Quando la Coppia S-Coppia


All’inizio il rapporto vive una fase che si può definire di: “luna di miele”, dove ognuno cerca di conoscere, ascoltare e dialogare con l’altro, in modo autentico e giocoso. È la fase del rapporto in cui si passa dall’”Io” al “Noi”. Con il tempo la comunicazione tra i partners si assottiglia sempre più. Si tende a parlare sempre meno di se stessi, di ciò che si prova e degli stati d’animo che si vivono. Ci si riduce a trasmettere all’altro una sorta di: “comunicazioni di servizio”: <<vai tu a prendere il bambino/a?, lo compro io il pane, …>> Quando si dialoga molto, le differenze individuali non vengono avvertite, ma quando non si ha più uno spazio di coppia nel quale confrontarsi, il rapporto diventa difficile da gestire. Ognuno tende a dare per scontato l’altro e a svalutarlo.

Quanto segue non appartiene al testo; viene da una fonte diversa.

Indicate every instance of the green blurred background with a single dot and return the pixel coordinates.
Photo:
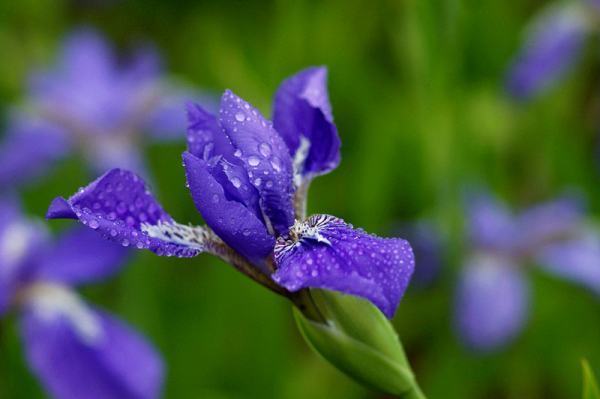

  • Continua a leggere l'articolo

    Anche quando i due partners si lamentano dei loro problemi esprimendo frustrazione e delusione, la tendenza è quella di evitare il confronto perché una litigata è seguita spesso da un periodo di silenzio e, perché si ritiene inutile parlare in quanto non si considera l’altro all’altezza di capire e comprendere. I problemi così rimangono irrisolti. In genere in questi casi si adottano strategie fallimentari, come quella in cui la discussione troppe volte viene vissuta come una “battaglia” dove domina l’atteggiamento di sfida piuttosto, che una reale apertura verso l’altro. Oppure si tende a ritenere a priori di stare nel giusto e di essere unici depositari della “Verità”, invece di pensare che il punto di vista dell’altro possa essere degno di considerazione. Pertanto, qualsiasi cosa l’altro possa fare sarà sempre considerata sbagliata. Un’altra strategia comportamentale, adottata dai partners, è quella di discutere nel momento meno opportuno. Così invece di saper aspettare che l’altro possa avere la possibilità di ascoltarci veramente, presi da un’ansia irrefrenabile, cerchiamo a tutti i costi di avere ragione, lasciando che il nervosismo ed il fraintendimento, dominino la comunicazione. Ma il nemico più ostico della coppia quando si litiga è l’errata valutazione delle priorità. Vale a dire che la maggior parte dei litigi si alimentano nelle persone per le quali :”avere ragione è più importante che essere sereni”. Superare questa convinzione significa cominciare veramente a crescere “insieme” all’altro e non “accanto” all’altro. Aprirsi con il nostro partner pertanto è un processo che prevede impegno e pazienza e certamente non è né scontato né concessoci a priori.

Accoppiati e "Accoppati"


Essere in coppia rappresenta sempre una conquista. Sin dalle prime infatuazioni adolescenziali, noi cerchiamo di percorrere un lungo percorso emotivo che ci porta a scegliere il partner con cui trascorrere insieme il resto della nostra esistenza. Le coppie che si formano possono essere classificate secondo diverse caratteristiche. Ci sono quelle che si possono definire: “coppie fuse” dove i partner sono fusi e con-fusi. Si rifuggono i litigi e le novità sono percepite come minacce. L’intimità esiste solo a livello immaginario non nella realtà. Ci sono anche quelle che possiamo definire “coppie competitive” dove il rapporto è superficiale, non c’è spazio per le singole individualità, ed il confronto/conoscenza passa solo per lo scontro.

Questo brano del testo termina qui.